India has the third biggest railway system in the world, and transports the second largest amount of passengers in the world using those trains. Everyday, the equivalent of the population of Canada gets on a train in India. There is an amazing website explaining the train system here.
Chennai has two major train stations: the Egmore Train station that services Tamil Nadu and destinations south, and Central Train station that services everywhere else. My next stop, Puducherri (or Pondicherry) gets train service from Egmore everyday (although if you want to travel in any class higher than sleeper, you have to go on Wednesdays only).
Train number 12898, or the Bbs Pdy express, boarded at 9:20 from the Egmore Train station. The Bbs Pdy express has sleeper, AC3 and AC2 cars on it, so I paid the $7 for the AC2 ticket and waited on platform 5 for the train to arrive.
The AC2 car was an economy of space. 4 person compartments on one side, and 2 person compartments on the other, separated from the narrow hallway by a curtain. Every five or ten minutes, a guy would walk down the hallway calling out to the passengers. “Chai, chai, chai” or “Coffee, coffee, coffee” or “Chaat, chaat, chaat” or “American style cream and onion Lays potato chips, American style cream and onion Lays potato chips”.
I stop the chai wallah and ask for one. He holds the small paper cup low, and pours the chai from high, not spilling a drop while the train moves.
“Five rupee please” (10¢)
“All I have is a 500”
“Then you need to drink 100 chai”
Over here, the ATMs give out 500 and 1000 rupee notes (on the rare occasion, 100 rupee notes). Due to the exorbitant service charges back home on credit cards and debit cards (About $10 a transaction) you tend to take out larger amounts of cash at a time. So you end up with a wad of 500 rupee bills in a country that tends to run off of 10 rupee bills. Because of this, you relish the chances to use the large bills, and tend to hoard the smaller bills in case you need them.

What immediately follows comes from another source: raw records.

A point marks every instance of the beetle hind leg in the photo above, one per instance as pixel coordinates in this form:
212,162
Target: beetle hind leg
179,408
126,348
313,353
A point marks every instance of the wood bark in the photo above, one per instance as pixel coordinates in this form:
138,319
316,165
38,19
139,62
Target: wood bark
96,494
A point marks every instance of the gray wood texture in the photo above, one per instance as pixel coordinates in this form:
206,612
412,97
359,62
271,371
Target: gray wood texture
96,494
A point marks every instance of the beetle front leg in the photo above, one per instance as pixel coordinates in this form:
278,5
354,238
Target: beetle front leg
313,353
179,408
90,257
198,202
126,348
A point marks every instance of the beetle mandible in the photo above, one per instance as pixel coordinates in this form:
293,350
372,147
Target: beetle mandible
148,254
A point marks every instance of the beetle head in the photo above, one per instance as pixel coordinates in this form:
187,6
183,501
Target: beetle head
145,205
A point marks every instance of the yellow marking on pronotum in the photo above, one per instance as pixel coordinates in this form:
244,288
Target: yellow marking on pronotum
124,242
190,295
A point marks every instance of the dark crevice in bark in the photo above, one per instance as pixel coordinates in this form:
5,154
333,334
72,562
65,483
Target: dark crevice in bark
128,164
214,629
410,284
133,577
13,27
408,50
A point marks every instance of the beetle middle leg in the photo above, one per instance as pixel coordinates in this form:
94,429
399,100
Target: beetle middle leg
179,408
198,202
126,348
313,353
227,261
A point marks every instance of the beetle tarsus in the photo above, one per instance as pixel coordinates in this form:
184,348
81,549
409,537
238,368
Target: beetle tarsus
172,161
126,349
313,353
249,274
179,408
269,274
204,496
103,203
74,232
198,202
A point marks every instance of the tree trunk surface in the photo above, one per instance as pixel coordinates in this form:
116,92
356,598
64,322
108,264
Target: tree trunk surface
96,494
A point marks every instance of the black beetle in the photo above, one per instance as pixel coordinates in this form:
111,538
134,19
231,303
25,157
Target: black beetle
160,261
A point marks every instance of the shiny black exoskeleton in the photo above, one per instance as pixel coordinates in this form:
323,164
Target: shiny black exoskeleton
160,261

Up to this point, I’ve only seen rural India from the air, so I was eager to see the countryside. It took awhile to escape the sprawl that is Chennai, but once the train emerged from the city, the views were great. (The windows on the train have a pebbled texture to them so these pictures look kind of like a funhouse mirror).
After drinking the 100 chai teas, my bladder needed to be emptied, so I wandered down the corridor to find the latrine. There are two types, the western type or EWC that is a normal toilet, and an Indian type or IWC that is two grippy places to put your feet and a hole in the floor that you squat over. On the trains, both the EWC and the IWC just empty right onto the tracks, so while you’re sitting or squatting, you can feel a breeze from the train as it moves 75 km/h.
Arriving in Puducherry, I grabbed my luggage and exited the station to the wails of “Auto” and “Taxi” from the mass of drivers waiting for the train. I grab a car to the hotel for 300 rupee, and didn’t realize that the hotel was only 6 blocks away (easiest six bucks that driver ever made).
I checked in, and went to the small but well appointed room. Then I opened the curtains, stepped out on the balcony, and took in the view.
Puducherry proper is a big oval with the beach going down one side, and the west boulevard going down he other. It’s bisected by a canal that separates the “French quarter” and the Indian shopping section. Everything is within walking distance, which is nice, and there is a plethora of good restaurants and stores. After taking a walk down the 2km beach front, I had dinner at a great little spot called Surguru and filled up on some great curries and rice.
Another walk down the beach and off to sleep to the sounds of the surf hitting the rocks.